Intel® Fortran Compiler
Build applications that can scale for the future with optimized code designed for Intel® Xeon® and compatible processors.
29236 Discussions

Performance of double vs single precision

arikd
Beginner
7,773 Views

Our software does lots of floating point linear algebra (CFD modeling). Many operations require double precision for larger size matrices. Unfortunately the performance we have been getting out of both Intel and AMD processors was very poor: double precision was almost 2x slower than the same code when using single precision.

We tested the software both under 32-bit and 64-bit Windows (and compiled with corresponding 32 and 64 bit options) with no visible difference. Are there compiler options that we are missing that could speed up double precision computations?

Thanks.

0 Kudos
39 Replies
Steven_L_Intel1
Employee
5,790 Views
I'm curious about your expectations. Do you have a reason to believe that single and double precision operations should be the same speed? I'll comment that if you have large arrays of data, computation time might be swamped by memory traffic, as double precision doubles the memory use.

In general, I would recommend the following options.

/O3
/QxS (or T or P), depending on which Intel processor model you're using.
/Qprec-div-

I'd also strongly recommend running the application through the VTune Peformance Analyzer and see what it comes up with for hot spots and data on things such as cache misses.
0 Kudos
arikd
Beginner
5,790 Views

Thanks,Steve, my expections based on UNIX workstations experience (non-Intel processors), is that it should be roughly the same, i.e. within a few percent.

Arik

0 Kudos
Steven_L_Intel1
Employee
5,790 Views
Was that an IBM workstation by any chance? The Power architecture does not have single-precision operations, if I recall correctly.

You definitely want to make sure that you are enabling vectorization on the Intel and AMD processors. (For AMD, use /QxW or /QxO (latter for SSE3-capable Opterons).)

/Qipo may also be of use.
0 Kudos
arikd
Beginner
5,790 Views

what can we do about cache misses? Thanks,

Arik

0 Kudos
arikd
Beginner
5,790 Views

I never had an IBM, we used Spark(s), and HPs, as well as supercomputers such as Cray and Alliant.

As to vectorization options, we certainly use them, but they are the ones, which give grief. There are cases where one matrix solver dies, even though it would work fine with these option off.

0 Kudos
Steven_L_Intel1
Employee
5,790 Views
If you are seeing a lot of cache misses, you may want to look at how the application is accessing the arrays - is it following the elements in memory order or are there gaps between memory locations? The compiler can do a lot of things to help with -O3 but there's a limit. Some judicious use of prefetch directives MAY help once you understand the memory access pattern.
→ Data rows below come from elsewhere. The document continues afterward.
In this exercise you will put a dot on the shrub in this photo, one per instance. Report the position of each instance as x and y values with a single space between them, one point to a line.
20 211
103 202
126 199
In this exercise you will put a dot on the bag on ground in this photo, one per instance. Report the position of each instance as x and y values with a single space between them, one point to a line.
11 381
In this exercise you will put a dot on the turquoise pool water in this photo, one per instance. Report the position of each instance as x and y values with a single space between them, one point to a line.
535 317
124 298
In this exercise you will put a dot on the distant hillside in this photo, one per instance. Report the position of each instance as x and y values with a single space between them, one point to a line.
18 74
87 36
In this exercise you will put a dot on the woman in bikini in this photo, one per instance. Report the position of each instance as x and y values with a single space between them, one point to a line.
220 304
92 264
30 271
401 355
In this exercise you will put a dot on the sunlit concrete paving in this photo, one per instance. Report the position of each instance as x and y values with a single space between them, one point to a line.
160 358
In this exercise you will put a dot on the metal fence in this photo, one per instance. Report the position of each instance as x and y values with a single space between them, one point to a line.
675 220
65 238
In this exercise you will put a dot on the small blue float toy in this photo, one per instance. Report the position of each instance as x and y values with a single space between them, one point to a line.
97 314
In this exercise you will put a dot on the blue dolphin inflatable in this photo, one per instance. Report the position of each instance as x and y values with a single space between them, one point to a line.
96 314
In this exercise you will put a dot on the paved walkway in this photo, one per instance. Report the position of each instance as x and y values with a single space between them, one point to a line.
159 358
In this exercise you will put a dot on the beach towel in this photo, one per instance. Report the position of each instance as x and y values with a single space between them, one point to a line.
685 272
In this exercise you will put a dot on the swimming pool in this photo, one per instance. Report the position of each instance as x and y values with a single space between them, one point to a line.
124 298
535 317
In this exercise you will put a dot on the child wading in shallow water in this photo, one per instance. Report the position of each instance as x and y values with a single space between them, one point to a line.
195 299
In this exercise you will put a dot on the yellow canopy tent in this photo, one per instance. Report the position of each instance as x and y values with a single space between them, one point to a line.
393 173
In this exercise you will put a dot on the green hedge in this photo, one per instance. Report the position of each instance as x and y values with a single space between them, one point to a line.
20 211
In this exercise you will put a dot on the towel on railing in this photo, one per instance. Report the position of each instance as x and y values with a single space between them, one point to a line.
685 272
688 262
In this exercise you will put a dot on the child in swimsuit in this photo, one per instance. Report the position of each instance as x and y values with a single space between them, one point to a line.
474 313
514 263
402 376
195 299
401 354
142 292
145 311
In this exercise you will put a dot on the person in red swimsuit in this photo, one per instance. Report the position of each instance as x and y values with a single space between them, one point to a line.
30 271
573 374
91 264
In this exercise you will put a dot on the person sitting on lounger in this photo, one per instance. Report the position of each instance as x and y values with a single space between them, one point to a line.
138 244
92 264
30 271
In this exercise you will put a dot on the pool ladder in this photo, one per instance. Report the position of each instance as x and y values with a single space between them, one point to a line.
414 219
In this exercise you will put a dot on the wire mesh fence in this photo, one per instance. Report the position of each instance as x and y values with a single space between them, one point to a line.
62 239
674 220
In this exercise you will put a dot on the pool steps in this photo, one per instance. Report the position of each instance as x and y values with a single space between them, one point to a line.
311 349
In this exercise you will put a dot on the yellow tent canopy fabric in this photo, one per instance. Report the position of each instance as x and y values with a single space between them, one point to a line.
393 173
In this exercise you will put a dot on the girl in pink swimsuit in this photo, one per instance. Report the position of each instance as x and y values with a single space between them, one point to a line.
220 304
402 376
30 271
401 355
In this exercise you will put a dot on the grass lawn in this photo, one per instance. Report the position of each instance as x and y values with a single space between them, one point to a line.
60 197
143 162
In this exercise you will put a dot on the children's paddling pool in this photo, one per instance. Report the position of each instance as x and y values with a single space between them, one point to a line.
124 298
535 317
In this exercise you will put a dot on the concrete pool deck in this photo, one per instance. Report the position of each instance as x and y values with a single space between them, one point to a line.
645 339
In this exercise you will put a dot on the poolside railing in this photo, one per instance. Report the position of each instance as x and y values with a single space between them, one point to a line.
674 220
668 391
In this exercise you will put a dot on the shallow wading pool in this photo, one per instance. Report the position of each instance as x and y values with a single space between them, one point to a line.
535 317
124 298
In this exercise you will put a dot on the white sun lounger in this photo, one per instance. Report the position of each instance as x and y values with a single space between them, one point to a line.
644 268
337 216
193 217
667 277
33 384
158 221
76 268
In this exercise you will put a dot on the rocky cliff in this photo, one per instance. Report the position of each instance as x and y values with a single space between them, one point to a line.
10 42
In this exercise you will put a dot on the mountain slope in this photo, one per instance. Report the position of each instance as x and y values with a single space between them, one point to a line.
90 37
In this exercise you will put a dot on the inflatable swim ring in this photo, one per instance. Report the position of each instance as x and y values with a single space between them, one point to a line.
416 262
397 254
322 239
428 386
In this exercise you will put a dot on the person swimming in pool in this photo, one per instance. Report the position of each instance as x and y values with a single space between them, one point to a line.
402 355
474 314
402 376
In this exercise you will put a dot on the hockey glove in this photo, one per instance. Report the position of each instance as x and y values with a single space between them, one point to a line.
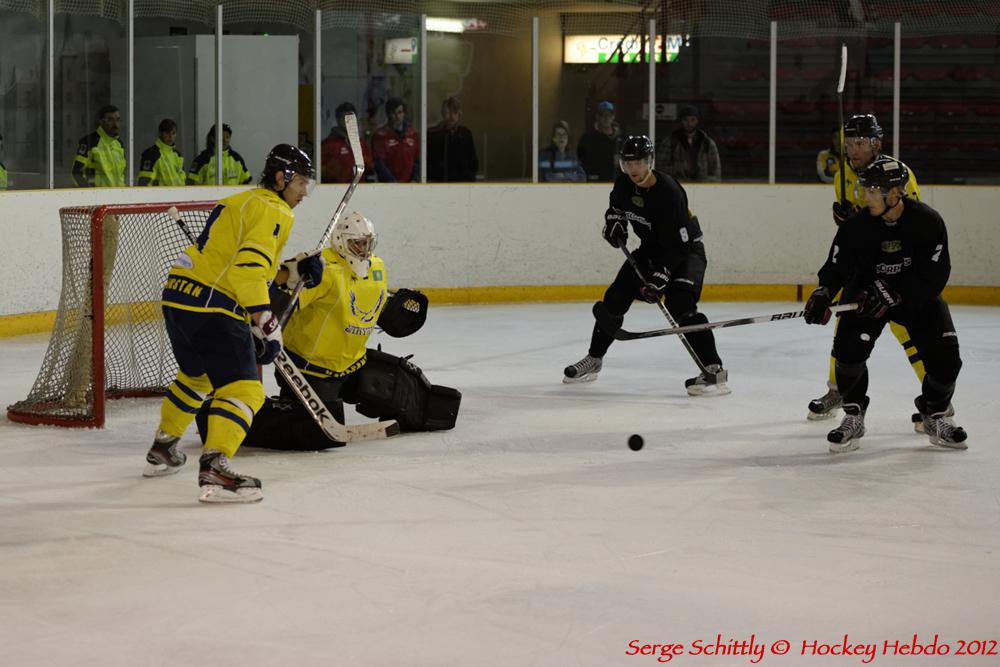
266 336
875 300
615 227
656 284
817 310
842 211
306 267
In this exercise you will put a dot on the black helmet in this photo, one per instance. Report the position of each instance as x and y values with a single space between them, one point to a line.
885 173
289 159
636 147
863 125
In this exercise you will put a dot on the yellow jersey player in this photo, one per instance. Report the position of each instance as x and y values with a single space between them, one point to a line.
863 145
218 317
327 336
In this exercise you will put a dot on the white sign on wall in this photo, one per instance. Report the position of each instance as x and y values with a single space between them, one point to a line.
584 49
401 51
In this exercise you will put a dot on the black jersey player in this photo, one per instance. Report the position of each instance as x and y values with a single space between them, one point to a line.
892 259
671 255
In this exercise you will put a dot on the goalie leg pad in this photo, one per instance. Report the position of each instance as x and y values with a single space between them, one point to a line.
391 387
281 424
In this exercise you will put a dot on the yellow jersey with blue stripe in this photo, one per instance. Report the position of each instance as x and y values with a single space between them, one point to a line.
234 259
328 335
854 194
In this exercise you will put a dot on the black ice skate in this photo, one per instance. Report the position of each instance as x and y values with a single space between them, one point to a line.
940 428
163 458
918 419
219 484
710 382
585 370
825 406
845 437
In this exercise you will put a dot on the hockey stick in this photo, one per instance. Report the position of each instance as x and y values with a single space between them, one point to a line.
353 138
176 217
606 321
840 113
333 429
714 378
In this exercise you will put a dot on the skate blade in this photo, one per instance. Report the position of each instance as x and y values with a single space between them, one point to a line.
708 390
160 469
851 445
587 377
217 494
949 445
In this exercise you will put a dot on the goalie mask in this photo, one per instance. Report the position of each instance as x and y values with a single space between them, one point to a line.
354 239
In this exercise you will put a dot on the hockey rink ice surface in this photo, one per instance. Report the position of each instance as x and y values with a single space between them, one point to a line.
530 535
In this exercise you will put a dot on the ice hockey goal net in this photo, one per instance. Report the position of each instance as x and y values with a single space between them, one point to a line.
109 340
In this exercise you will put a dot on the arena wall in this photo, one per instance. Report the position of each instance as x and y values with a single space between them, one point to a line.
503 242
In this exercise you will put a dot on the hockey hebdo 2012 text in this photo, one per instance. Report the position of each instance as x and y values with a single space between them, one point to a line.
756 649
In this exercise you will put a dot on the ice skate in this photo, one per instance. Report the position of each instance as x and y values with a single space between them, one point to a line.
845 437
710 383
825 406
940 427
585 370
163 458
918 419
219 484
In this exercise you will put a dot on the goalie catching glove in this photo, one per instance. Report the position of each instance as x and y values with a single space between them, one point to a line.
266 336
615 228
404 313
875 300
305 267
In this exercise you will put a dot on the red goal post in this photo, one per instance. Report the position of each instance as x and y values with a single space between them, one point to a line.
108 340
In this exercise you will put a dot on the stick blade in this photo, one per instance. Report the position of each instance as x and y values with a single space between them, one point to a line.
843 68
354 138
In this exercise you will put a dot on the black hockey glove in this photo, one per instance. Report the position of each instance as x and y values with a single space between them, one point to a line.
615 227
842 211
875 300
657 279
306 267
817 310
266 337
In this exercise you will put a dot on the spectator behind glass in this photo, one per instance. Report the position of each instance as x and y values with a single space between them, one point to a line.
598 147
336 158
100 156
3 169
234 168
688 154
451 153
396 146
556 163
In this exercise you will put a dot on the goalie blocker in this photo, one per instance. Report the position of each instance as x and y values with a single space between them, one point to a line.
387 387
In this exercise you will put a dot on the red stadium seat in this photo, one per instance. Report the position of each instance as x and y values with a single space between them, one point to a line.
982 41
968 74
945 41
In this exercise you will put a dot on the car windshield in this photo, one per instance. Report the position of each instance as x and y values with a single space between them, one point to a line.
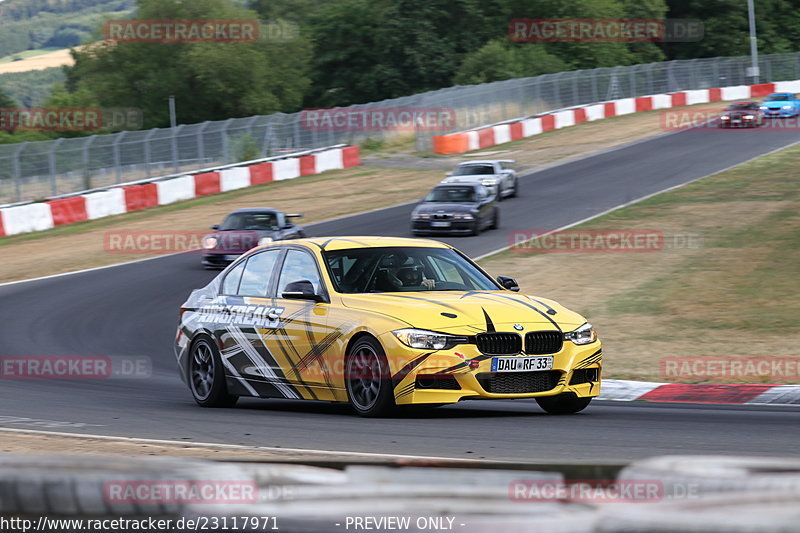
742 106
250 221
404 269
451 194
473 170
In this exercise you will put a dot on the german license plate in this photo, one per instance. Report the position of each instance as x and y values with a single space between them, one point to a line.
522 364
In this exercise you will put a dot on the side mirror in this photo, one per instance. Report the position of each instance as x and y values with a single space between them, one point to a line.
301 290
508 283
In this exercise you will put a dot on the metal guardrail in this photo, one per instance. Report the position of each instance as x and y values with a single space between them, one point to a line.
34 170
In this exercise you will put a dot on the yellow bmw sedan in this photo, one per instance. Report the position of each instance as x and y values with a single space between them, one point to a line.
380 322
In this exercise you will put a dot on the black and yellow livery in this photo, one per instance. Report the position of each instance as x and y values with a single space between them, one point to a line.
380 322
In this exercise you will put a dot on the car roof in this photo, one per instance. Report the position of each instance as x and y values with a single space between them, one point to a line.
256 210
346 243
474 185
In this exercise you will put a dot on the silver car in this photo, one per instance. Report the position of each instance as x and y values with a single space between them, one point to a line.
495 174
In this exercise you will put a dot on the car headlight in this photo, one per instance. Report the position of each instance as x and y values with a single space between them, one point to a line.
209 243
427 340
583 335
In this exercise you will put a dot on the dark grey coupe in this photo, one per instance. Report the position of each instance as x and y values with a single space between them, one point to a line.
244 229
458 209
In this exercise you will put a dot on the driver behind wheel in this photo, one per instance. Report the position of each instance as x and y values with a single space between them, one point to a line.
413 276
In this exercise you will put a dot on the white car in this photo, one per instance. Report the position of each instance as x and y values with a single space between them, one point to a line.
496 175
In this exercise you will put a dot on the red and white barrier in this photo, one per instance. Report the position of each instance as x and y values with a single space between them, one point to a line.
483 137
40 216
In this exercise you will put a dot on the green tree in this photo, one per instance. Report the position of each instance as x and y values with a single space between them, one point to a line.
500 60
210 81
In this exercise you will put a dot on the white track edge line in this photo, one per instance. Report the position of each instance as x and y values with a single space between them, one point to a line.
642 199
324 453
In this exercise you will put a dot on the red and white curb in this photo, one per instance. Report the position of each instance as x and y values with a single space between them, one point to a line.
486 136
91 205
719 393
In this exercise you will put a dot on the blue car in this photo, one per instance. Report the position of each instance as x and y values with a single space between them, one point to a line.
780 105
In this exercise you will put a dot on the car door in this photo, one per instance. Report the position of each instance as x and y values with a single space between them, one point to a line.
249 315
304 336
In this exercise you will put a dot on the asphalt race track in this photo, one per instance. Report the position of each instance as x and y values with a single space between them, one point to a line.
132 310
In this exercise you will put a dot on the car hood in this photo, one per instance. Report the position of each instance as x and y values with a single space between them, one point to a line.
240 240
475 311
435 207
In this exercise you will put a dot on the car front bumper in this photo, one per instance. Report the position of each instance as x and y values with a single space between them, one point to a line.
220 259
445 376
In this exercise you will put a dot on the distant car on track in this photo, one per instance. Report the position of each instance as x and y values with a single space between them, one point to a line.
741 115
496 175
780 105
380 322
456 209
245 229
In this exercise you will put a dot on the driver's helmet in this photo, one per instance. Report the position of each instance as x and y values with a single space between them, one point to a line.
410 276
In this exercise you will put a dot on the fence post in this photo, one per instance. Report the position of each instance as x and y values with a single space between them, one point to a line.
87 180
117 158
18 170
226 149
147 150
52 159
201 147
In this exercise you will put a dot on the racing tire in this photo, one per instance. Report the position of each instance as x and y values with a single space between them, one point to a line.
368 380
563 404
206 375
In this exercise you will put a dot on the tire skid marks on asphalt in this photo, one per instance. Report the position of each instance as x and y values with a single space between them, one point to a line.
241 340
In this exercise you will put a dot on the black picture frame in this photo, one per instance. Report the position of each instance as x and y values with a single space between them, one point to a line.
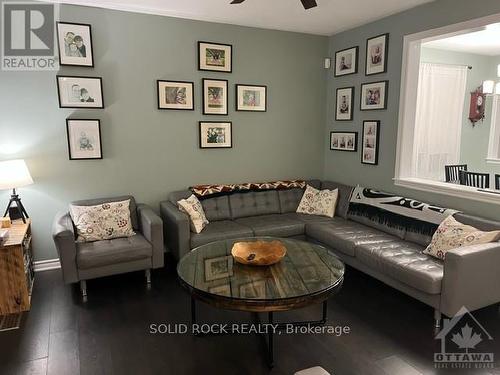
200 144
230 46
61 105
351 114
356 61
237 98
355 134
68 136
385 97
204 99
386 54
377 143
58 23
160 81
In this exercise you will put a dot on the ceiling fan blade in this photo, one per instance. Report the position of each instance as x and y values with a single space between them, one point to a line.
308 4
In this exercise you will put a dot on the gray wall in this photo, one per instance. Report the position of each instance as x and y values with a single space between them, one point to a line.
346 167
148 152
474 139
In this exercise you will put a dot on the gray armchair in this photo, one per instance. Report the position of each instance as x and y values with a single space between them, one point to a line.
81 261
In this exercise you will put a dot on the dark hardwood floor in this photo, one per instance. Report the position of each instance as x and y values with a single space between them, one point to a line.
390 332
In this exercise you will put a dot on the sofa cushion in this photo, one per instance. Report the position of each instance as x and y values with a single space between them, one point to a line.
274 225
107 252
405 262
220 230
344 235
345 192
254 203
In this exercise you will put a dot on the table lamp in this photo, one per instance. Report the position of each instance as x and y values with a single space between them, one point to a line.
15 174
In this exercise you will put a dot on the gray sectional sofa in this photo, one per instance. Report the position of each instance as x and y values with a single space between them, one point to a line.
468 277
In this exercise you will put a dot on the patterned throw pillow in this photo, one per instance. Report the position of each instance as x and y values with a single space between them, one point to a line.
193 208
318 202
452 234
103 221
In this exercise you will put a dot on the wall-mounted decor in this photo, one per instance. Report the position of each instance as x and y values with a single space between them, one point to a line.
215 134
251 98
344 141
477 105
215 57
75 44
215 96
84 139
345 103
80 92
377 50
346 62
371 137
374 95
175 95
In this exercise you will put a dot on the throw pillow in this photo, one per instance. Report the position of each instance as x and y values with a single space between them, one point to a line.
452 234
318 202
103 221
193 208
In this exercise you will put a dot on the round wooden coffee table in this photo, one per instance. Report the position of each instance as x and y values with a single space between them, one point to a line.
307 275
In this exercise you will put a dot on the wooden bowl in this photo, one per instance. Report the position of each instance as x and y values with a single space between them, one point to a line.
258 253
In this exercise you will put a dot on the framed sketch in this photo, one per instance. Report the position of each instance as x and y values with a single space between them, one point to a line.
346 62
80 92
377 49
175 95
344 141
345 104
218 268
214 96
84 139
216 134
215 57
369 148
374 95
251 98
75 44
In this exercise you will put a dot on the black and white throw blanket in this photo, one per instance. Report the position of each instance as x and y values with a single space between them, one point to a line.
396 211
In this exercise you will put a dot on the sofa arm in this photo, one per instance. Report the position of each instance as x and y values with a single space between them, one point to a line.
64 240
151 228
471 278
176 230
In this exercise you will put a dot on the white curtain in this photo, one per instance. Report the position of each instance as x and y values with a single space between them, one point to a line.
439 116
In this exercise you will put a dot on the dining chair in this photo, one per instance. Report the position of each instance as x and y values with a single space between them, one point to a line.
452 172
474 179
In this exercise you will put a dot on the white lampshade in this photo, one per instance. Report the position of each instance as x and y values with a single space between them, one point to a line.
14 174
488 87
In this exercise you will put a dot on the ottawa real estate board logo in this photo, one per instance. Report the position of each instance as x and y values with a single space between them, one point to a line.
28 36
465 344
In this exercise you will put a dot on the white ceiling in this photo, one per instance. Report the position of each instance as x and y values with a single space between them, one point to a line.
483 42
329 17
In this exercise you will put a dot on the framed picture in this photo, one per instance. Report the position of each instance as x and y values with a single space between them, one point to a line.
175 95
214 96
345 104
369 148
374 95
344 141
84 139
251 98
80 92
377 49
346 62
215 57
75 44
215 134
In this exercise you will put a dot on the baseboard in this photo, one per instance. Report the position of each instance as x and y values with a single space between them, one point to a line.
46 265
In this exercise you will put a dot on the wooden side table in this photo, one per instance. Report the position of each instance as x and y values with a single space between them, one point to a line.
16 269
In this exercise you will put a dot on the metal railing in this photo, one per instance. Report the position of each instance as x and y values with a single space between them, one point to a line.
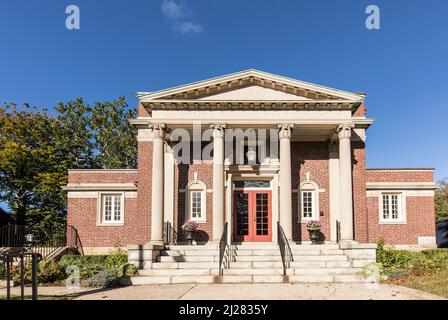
225 253
7 259
40 240
169 234
338 231
285 249
12 235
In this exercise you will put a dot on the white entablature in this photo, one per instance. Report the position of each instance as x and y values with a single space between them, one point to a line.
250 89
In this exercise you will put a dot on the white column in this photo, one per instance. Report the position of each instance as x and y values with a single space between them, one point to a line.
158 134
334 187
218 181
285 179
345 179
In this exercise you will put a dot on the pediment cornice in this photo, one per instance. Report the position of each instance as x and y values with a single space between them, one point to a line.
207 88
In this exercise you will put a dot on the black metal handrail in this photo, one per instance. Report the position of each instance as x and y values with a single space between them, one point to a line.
169 234
7 260
285 249
338 231
12 235
224 251
43 241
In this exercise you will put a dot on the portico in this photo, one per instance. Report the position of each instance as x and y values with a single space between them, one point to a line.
280 114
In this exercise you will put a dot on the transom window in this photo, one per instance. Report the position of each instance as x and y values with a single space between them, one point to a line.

But first, you need to know what exactly the program is doing, and that's where VTune can help.
0 Kudos
TimP
Honored Contributor III
5,790 Views
Simply telling us you have a CFD code doesn't give much information about your cache miss situation. You would want to process as many dependent variables as possible in a single loop, so as to economize access to your grid information. Strategies for sorting elements so as to improve cache locality may be worth investigation.

0 Kudos
arikd
Beginner
5,790 Views

Specifically the software spends about 90% of time in subroutines using conjugate-gradient methods to solve banded matrices resulting from discretizing governing equations on a structured grid. All arrays are 3D, i.e. a(i,j,k) and hence each expression typically contains a(i,j+1,k), a(i,j,k-1) etc terms, which are not immediately next to each other storage-wise.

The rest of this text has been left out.